Are the Holidays a Good Time or Horrid Time to Find a Match?

•December 17, 2009 • Leave a Comment

Let’s face it, being alone on the holidays when everyone gets together in couples can be a bit of a downer. You get the looks of pity and the questions from Aunt Susie like, “So are you dating anyone special….yet?,” and the dread of not being able to mark “one- plus” on the RSVP for the company holiday  party .  (One client was actually relegated to the “kids table” because they were without a date. Terrible!) And then, the ultimate loner night, of which only one is worse – Valentine’s Day –New Year’s Eve. It seems like everyone, but you, is celebrating with a date, spouse, significant other, etc. and you are spending it alone – again. It is enough to make you just wish the holidays away. But, alas, I have good news for you!

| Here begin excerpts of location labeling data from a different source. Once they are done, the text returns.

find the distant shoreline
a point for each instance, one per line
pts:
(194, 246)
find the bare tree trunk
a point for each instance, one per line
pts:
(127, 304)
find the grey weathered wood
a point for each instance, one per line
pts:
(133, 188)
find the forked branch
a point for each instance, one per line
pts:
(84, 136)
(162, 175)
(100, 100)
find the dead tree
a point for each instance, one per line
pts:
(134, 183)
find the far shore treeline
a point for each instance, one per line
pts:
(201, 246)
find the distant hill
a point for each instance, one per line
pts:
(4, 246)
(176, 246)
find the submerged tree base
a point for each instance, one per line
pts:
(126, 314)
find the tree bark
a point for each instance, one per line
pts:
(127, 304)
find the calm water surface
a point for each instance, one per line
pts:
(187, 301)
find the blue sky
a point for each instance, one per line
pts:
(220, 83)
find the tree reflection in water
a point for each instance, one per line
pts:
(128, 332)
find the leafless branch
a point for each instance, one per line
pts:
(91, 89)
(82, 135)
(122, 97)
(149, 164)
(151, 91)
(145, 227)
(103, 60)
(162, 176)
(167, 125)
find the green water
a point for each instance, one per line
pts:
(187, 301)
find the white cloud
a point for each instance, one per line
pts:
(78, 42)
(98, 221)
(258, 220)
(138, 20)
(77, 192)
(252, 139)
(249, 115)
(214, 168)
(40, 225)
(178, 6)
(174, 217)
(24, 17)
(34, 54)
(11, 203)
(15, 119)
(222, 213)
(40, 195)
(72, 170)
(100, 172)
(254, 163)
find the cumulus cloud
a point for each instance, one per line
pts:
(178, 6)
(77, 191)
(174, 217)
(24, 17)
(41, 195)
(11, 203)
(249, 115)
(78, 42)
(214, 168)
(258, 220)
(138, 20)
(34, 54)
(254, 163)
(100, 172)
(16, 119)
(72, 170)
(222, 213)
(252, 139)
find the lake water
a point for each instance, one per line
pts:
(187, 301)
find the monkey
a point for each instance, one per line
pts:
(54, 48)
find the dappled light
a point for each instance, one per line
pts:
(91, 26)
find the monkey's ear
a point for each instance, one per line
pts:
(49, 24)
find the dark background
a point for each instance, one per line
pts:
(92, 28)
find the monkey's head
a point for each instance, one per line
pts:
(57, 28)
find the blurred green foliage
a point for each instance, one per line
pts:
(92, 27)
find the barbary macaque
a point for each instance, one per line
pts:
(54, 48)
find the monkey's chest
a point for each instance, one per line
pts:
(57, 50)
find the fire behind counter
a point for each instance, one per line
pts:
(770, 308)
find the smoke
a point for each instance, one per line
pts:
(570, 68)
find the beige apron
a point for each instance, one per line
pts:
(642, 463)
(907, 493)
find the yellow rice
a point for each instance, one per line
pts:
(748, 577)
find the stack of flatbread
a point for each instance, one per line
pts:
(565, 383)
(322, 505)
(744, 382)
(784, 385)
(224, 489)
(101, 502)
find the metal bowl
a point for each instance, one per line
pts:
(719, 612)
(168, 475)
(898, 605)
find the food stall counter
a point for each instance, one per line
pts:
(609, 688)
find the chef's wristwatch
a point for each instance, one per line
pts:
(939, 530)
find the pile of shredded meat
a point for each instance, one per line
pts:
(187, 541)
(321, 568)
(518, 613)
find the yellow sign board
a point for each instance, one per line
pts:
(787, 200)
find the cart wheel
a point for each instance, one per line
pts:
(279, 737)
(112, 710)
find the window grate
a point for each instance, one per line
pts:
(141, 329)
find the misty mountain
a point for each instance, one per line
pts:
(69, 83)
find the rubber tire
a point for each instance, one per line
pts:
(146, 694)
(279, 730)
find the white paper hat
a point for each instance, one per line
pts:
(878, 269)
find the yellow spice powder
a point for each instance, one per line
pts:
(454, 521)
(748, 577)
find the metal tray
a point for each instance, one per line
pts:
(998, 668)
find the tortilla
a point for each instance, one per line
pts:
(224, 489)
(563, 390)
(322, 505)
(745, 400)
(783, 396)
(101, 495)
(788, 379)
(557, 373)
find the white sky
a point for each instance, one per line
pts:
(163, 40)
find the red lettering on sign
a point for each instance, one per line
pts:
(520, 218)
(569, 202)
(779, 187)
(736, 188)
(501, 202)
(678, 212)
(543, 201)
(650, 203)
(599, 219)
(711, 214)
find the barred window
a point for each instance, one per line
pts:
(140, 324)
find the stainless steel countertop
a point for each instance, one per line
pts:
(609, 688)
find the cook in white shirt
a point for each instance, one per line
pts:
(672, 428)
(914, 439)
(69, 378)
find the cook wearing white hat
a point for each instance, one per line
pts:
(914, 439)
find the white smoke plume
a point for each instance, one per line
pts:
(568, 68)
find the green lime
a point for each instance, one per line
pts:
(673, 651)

The holidays are actually a prime time for matchmaking! At 3mmatchmaker, the technique takes full advantage of the opportunities provided at social events and since you are a very active participant in finding your match (with our structure, guidance, intuition and skill), you can actually take control of making the holidays a fun, festive and worthwhile time to find your match. Surprised?  When you contact us, we can tell you more detail about the process, but in general, a fun-filled night of socializing and observation and intuition by one of our matchmakers is a necessary activity in the process. By utilizing the Laws of Attraction and the Six Degrees of Separation techniques, you can actually attract the love you desire and have fun doing it! This beats checking your email 40 times a day to see if anyone has looked at your online profile and is interested in you, right? Imagine enjoying the holidays and finding the love of your life! Seriously, for a moment, close your eyes, imagine enjoying a holiday party setting and engaging in conversation with someone who shows interest in you and makes you feel good about yourself versus being just another single loner during the holidays. Sound good? Then what are you waiting for? Contact 3mmatchmaker and make your holidays the best you have ever had and potentially enter 2010 with the love that you deserve to have.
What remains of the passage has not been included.